Both grew immediately silent, while Odille, astonished at their visible emotion, looked from the one to the other, and asked:
"You also seem to know the chant of Hena?"
"Sing it, my child," answered Ronan in a tremulous voice.
More and more astonished, little Odille was hardly able to recognize her friend. The dare-devil and merry Vagre had become pensive and grave.
"Yes, yes, my child! Recite that chant to us with your sweet voice of fifteen years," put in the hermit. "But not here—the dance and yonder wild carousal, although far enough away, would drown your voice—"
"The hermit is right. Come with us, little Odille, to yonder large oak. It will be far enough away from the dancers. It is surrounded by a soft moss carpet. You will be able to sleep there. I shall cover you up with my cloak to protect you from the damp."
From the foot of the oak tree where the girl took her seat between Ronan and the hermit, only the dim noise was heard of the giddy dance and songs of Ronan's companions, the Vagres and Vagresses. The moon, now on her decline, shed her silvery rays under the somber verdure of the leaves and lighted the hermit, Ronan and the young slave as if the sun shone through the trees. The child-like voice of Odille was soon heard striking up the first couplet of the chant:
"She was young, she was fair, and holy was she; Hena her name, Hena the maid of the Island of Sen."

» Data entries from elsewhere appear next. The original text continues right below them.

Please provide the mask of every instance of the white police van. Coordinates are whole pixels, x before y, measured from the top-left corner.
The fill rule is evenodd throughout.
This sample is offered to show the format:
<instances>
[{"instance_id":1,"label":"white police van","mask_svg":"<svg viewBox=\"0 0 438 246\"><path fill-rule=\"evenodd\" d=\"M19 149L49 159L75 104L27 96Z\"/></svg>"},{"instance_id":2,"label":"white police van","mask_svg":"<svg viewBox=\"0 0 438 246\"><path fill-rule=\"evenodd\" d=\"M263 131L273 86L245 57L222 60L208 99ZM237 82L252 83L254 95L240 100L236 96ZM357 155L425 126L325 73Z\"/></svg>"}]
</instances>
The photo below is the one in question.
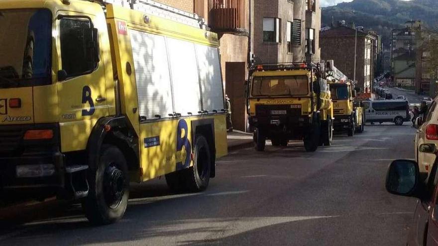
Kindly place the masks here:
<instances>
[{"instance_id":1,"label":"white police van","mask_svg":"<svg viewBox=\"0 0 438 246\"><path fill-rule=\"evenodd\" d=\"M364 101L362 104L367 122L394 122L401 126L411 119L408 101Z\"/></svg>"}]
</instances>

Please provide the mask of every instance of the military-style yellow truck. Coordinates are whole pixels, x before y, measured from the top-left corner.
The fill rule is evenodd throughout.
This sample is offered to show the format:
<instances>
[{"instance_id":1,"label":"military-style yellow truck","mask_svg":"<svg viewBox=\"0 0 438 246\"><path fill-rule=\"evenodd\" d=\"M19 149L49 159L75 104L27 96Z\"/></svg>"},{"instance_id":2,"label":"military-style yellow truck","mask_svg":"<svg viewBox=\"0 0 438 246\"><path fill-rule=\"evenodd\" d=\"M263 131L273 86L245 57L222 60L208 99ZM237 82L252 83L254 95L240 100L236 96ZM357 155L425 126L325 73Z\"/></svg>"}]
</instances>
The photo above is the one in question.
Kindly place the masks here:
<instances>
[{"instance_id":1,"label":"military-style yellow truck","mask_svg":"<svg viewBox=\"0 0 438 246\"><path fill-rule=\"evenodd\" d=\"M262 64L250 71L247 105L256 150L264 150L267 139L282 146L303 140L308 152L331 144L332 102L321 65Z\"/></svg>"},{"instance_id":2,"label":"military-style yellow truck","mask_svg":"<svg viewBox=\"0 0 438 246\"><path fill-rule=\"evenodd\" d=\"M329 84L333 100L334 131L346 132L349 136L363 132L365 115L362 107L354 103L356 92L352 82L335 81Z\"/></svg>"},{"instance_id":3,"label":"military-style yellow truck","mask_svg":"<svg viewBox=\"0 0 438 246\"><path fill-rule=\"evenodd\" d=\"M217 35L124 3L0 1L2 199L79 199L105 224L130 181L196 191L215 176L227 153Z\"/></svg>"}]
</instances>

At these words both the hermit and the Vagre lowered their heads, and without noticing the tears that the other was shedding, both wept. Odille sang the second couplet, but broken with the fatigue of the last twenty-four hours, and yielding to the influence of the chant's melancholy rhythm, that so often had lulled and rocked her to sleep on her mother's knees, the little slave's voice became fainter and fainter, while, at the distance the Vagres suddenly struck up in chorus and with resonant voices the refrain of another ancient chant of Gaul. These latter accents sent a new thrill through the frames of Ronan and the hermit. Without wholly drowning Odille's voice, the words reached their ears:
"Flow, flow, thou blood of the captive! Drop, drop, thou dew of gore! Germinate, sprout up, thou avenging harvest!"